The problem of the author in Baxtin's aesthetics has been considered a problematic one since the discovery of Baxtin's legacy in the late 1970s. What makes it problematic is an absence of a single organic theory of the author in Bxhtin's writings. In order to reconstruct it, I propose to analyze how Baxtin was elaborating the idea of the author throughout his career. I argue that there were no internal contradictions in Baxtin's early works compared to his last ones, as Natal'ja Bonetskaja (1985) pointed out. She states that throughout his career Baxtin vacillated between two diametrically opposed statements: in the early texts ("Author and Hero") he insists on the author's creative activity and full passivity of the hero, while in Problems of Dostoevskij's Poetics he switches to the idea of the author's passivity.
In fact, in his early work ("Author and hero"), Baxtin does not elaborate the hierarchy of the authorship in strict terms. The "author" appears there in a twofold hypostasis - as a creator of the artistic world and as passive contemplator, who does not intrude upon the created world. Only while developing the theory of polyphonic novel (in Problems of Dostoevskij's Poetics) where the position of the author has been cardinally changed, did Baxtin realize the necessity of detaching the author-creator from his objectified image. So when the author thinks of himself in order to represent himself in the text, he builds an image of himself that never coincides with his real self. In PDP Baxtin ushered in the term "secondary author," which is not "the aesthetically active subject," but one of the images of the text.

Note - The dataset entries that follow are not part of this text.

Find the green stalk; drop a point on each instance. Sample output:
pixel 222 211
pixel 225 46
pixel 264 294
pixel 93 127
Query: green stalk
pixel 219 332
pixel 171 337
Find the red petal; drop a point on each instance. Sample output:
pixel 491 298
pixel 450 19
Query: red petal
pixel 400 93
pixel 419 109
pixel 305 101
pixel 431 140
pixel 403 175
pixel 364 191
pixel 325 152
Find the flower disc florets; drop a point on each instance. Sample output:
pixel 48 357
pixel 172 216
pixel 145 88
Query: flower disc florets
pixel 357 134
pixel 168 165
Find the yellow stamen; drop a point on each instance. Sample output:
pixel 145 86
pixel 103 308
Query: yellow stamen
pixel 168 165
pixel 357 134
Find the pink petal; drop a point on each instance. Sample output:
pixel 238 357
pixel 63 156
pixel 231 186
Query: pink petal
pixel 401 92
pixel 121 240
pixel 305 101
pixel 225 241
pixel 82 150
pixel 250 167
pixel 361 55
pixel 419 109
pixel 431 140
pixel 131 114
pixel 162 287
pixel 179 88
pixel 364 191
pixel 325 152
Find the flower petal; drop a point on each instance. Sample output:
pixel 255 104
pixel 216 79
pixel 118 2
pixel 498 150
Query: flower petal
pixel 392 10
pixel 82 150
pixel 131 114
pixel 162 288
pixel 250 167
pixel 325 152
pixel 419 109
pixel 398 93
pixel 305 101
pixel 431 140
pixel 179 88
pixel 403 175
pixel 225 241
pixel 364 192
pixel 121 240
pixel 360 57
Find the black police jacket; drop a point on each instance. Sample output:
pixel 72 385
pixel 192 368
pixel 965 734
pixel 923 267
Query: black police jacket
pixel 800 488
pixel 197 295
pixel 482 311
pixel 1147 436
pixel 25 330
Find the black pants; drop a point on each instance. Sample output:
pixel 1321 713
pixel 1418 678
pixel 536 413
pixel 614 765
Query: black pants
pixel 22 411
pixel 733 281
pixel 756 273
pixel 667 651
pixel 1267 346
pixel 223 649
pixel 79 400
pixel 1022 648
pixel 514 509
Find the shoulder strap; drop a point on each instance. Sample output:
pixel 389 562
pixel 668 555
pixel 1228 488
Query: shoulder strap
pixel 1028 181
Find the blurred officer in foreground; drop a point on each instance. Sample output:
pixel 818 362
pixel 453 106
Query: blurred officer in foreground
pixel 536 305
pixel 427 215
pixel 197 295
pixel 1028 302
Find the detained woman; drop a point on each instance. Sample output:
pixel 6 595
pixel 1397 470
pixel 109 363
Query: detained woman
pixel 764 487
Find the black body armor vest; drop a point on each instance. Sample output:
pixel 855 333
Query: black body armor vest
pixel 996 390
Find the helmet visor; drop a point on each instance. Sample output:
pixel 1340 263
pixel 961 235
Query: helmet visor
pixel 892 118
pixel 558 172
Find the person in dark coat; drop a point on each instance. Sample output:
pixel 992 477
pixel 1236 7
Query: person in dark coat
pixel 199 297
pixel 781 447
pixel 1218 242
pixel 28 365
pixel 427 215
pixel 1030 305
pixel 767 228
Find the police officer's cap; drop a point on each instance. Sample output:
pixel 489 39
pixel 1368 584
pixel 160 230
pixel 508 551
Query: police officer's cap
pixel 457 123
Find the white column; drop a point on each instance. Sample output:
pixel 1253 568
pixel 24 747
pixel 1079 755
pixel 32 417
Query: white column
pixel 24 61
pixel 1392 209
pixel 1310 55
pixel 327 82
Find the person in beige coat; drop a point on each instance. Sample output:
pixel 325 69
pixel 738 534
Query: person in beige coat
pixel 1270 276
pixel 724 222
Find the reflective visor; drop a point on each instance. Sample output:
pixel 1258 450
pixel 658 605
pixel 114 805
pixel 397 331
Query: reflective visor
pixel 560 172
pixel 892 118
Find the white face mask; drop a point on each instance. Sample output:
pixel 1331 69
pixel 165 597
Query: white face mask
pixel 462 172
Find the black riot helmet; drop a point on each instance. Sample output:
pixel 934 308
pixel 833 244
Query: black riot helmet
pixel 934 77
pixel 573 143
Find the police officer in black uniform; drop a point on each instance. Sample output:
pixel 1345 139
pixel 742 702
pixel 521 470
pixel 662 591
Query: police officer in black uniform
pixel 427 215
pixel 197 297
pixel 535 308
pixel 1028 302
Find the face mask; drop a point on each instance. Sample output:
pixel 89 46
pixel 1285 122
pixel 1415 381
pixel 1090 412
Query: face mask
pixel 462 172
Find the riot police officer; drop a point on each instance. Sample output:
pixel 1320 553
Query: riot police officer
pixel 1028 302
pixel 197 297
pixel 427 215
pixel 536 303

Therefore, Baxtin uses the term "author" in three different meanings: the author as a biographical person (in Baxtin's texts it is correlated with the words "artist," "prosaic"); the author as a creator (the scholar sometimes calls him a primary author), and the implied author (the notion of the secondary author corresponds to this). Sometimes the critics do not take into account Baxtin's differentiation between the author-creator and the secondary author and substitute them. Thus, Emerson and Morson (1990) propose to distinguish between two kinds of authors—"the biographical person and the author as creator of the work (the so-called image of the author)," whereas Baxtin repeatedly insists that the author-creator as natura naturans is always exotopic (in a position of vnenaxodimost') to the characters and the narrative world, as well as to the objectified image of himself (i.e. "secondary author") he has created in the text.